While many central banks are increasing interest rates , The Swiss National Bank (SNB) decided to keep interest rates at global record lows at -0.75% in today’s SNB policy meeting. This -0.75% rate has remained the same since the SNB decided to lower interest rates in January 2015 and remove the EURCHF peg setting that led to the Black Swan event.
The SNB has clearly taken a different direction compared to the monetary policies in other major world banks such as the Federal Reserve(FED), Bank of England (BoE) and Bank of Canada (BoC) which have raised interest rates in order to control the rise in inflation in their respective countries. Surprisingly, inflation in Switzerland is still at a normal level at 2.2%
The Swiss Franc (CHF) has been relatively strong and has been in demand during times of extreme uncertainty because of the demand by investors as a safe haven.

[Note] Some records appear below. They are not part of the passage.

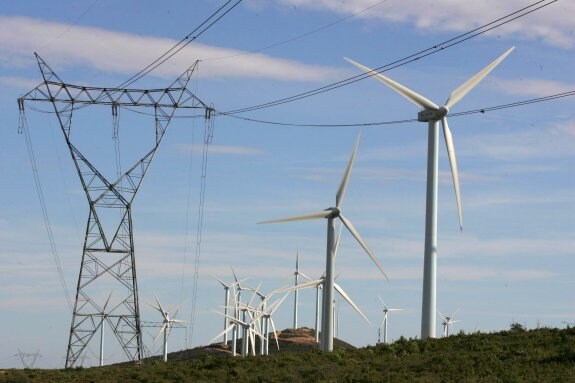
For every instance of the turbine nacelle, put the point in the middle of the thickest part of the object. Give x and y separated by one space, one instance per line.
335 212
432 114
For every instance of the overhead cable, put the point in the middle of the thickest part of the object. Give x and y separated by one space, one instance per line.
394 122
197 32
405 60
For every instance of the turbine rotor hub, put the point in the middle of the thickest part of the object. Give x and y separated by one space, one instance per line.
427 115
334 212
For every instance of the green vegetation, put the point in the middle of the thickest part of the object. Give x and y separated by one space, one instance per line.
517 355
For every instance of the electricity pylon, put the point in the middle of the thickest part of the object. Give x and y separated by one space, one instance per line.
108 258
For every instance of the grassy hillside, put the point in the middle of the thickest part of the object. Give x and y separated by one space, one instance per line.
542 355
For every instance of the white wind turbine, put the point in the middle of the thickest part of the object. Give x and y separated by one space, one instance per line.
226 306
249 332
331 214
448 322
432 113
386 310
167 324
268 312
296 274
237 302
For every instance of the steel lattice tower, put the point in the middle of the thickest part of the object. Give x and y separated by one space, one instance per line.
108 256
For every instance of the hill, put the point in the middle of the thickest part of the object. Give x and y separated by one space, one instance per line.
517 355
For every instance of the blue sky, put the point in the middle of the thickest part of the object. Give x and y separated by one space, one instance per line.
513 262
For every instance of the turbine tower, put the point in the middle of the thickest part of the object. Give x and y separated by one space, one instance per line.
167 324
386 310
448 322
432 113
226 307
296 274
332 214
108 256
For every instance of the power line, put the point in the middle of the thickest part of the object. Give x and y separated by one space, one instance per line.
394 122
405 60
24 129
301 36
197 32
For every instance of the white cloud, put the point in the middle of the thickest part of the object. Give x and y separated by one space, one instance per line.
553 24
126 53
532 87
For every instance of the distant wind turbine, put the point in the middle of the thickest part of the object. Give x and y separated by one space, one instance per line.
386 310
448 322
226 306
167 324
297 273
331 214
432 113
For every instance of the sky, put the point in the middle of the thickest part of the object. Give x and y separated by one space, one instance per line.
513 261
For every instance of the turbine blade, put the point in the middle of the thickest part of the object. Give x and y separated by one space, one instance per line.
277 304
162 329
346 175
305 276
234 273
466 87
176 308
300 286
412 96
453 164
227 329
360 240
232 319
348 299
221 282
252 341
303 217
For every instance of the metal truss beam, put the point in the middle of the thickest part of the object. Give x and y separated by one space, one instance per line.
108 257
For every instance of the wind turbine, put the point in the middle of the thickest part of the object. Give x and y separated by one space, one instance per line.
268 312
237 302
432 113
226 305
249 330
297 273
319 284
386 310
331 214
448 322
167 324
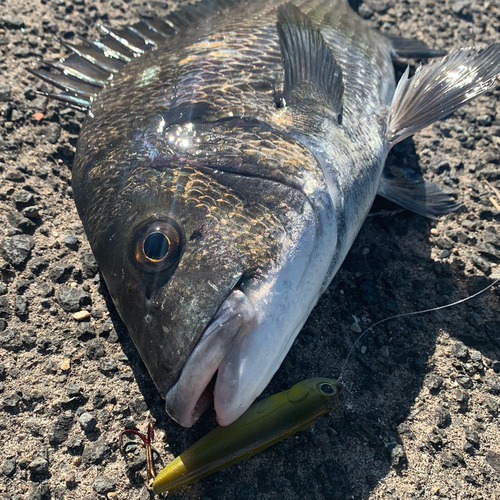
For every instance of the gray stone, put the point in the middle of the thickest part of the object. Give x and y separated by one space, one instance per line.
89 264
434 382
459 350
71 241
12 22
107 365
60 429
19 221
4 92
489 251
61 272
87 422
9 467
39 466
492 384
17 249
103 485
23 199
481 263
95 349
95 453
72 299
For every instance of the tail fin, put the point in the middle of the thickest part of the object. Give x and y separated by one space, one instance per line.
439 88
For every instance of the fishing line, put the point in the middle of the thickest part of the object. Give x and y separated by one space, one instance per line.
404 315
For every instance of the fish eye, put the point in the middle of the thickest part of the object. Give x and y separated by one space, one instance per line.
157 244
326 389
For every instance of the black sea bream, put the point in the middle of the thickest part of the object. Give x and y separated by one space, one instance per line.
229 158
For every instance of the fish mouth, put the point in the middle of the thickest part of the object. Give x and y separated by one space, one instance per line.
193 392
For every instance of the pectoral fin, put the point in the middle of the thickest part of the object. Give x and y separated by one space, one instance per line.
439 88
404 187
408 48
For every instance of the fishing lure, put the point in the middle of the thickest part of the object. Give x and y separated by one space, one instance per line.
262 425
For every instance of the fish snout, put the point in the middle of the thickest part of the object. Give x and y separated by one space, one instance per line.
192 394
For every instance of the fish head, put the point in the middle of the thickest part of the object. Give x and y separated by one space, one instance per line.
203 259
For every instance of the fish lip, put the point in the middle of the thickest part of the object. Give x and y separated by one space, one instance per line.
192 394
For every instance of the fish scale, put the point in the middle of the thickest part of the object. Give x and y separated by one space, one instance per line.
285 111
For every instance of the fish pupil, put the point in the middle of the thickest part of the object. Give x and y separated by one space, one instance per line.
156 246
326 388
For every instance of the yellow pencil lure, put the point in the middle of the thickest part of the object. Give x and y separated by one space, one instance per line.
262 425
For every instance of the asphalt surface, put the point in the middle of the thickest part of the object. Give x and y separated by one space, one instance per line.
419 414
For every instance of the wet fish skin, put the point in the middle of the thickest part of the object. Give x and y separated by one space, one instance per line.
259 171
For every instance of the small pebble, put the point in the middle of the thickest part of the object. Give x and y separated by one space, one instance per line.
87 422
81 315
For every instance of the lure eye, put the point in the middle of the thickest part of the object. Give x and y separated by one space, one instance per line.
326 389
157 244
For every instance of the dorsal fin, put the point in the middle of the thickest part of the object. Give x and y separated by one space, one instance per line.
308 58
88 68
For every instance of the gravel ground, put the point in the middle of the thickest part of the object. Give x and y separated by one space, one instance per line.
419 416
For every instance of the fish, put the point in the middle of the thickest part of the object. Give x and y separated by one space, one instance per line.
265 423
229 158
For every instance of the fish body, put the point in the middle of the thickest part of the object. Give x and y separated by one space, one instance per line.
224 173
262 425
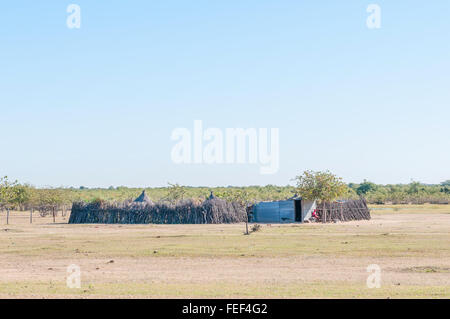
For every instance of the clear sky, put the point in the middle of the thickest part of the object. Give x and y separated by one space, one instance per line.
96 106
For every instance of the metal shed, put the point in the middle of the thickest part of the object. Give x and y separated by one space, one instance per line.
288 211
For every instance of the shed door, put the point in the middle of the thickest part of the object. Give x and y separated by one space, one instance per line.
268 213
287 211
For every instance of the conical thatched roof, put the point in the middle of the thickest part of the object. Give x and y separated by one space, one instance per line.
143 198
211 196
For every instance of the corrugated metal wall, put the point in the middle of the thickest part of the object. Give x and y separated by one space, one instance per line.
274 212
281 212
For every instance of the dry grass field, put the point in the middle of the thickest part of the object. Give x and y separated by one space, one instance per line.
410 243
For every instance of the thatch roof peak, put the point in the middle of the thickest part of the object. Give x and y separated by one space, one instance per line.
211 196
143 198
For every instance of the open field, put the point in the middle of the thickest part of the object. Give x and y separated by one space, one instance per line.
410 243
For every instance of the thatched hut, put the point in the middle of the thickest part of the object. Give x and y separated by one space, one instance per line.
143 198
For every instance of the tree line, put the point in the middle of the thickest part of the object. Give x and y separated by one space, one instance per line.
319 185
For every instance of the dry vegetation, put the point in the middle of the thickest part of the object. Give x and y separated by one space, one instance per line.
410 243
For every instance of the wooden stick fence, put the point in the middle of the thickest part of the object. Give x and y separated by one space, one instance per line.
211 211
343 211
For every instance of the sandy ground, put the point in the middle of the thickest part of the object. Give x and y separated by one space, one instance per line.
219 261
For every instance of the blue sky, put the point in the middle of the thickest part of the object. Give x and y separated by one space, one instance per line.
96 106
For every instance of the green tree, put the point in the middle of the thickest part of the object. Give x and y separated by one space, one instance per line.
446 183
322 186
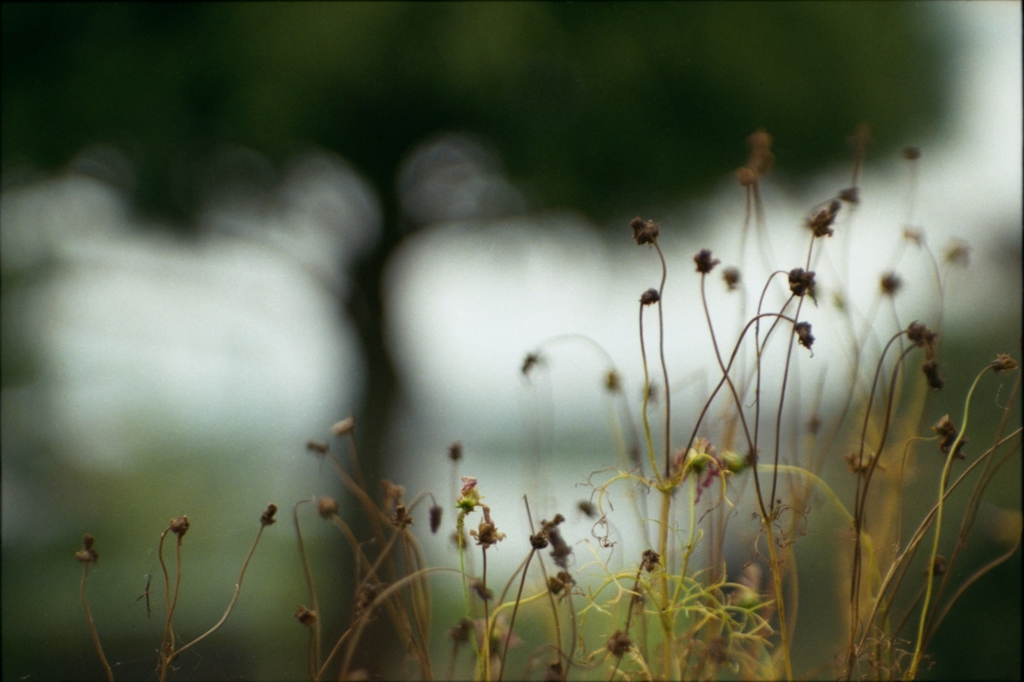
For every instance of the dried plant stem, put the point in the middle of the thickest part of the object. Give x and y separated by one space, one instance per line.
92 627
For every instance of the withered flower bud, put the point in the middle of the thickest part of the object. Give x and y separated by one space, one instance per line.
87 554
931 370
731 276
705 261
482 591
179 526
649 296
620 644
947 434
435 517
400 518
644 231
891 284
461 632
649 560
802 283
528 364
820 222
266 518
305 616
317 446
327 507
850 196
804 335
346 425
1004 363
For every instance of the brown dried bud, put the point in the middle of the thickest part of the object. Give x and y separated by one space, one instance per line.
87 554
527 365
649 560
400 518
317 446
649 296
305 616
931 370
644 231
850 196
731 276
435 518
343 427
1004 363
804 335
620 644
705 261
327 507
947 434
266 518
891 283
179 526
802 283
820 222
481 590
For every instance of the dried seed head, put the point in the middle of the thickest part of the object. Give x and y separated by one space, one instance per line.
266 518
529 363
931 370
914 236
461 632
327 507
620 644
804 335
649 560
820 222
317 446
1004 363
802 283
649 296
87 554
946 431
179 526
644 231
346 425
891 284
435 517
305 616
400 518
731 276
850 196
957 253
705 261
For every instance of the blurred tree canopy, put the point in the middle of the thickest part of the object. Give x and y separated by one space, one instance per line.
599 107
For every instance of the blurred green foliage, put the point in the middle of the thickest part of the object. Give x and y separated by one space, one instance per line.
591 105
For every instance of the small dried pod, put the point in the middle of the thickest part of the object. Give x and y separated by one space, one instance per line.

In a statement after today’s meeting, SNB Chairman Thomas Jordan stressed that the CHF is still at its highest level and they are ready to intervene if necessary to control its value. However, the market predicts the SNB will not intervene for now as inflation data is still under control in Switzerland. The SNB also stated that the Ukraine-Russia conflict will cause energy (oil & gas) prices to continue to rise and they have reported a change in the forecast with inflation expected to rise to 2.1% before cooling back to 1.8% by the end of 2022, in line with the SNB’s inflation policy target in the range of between 0 – 2%.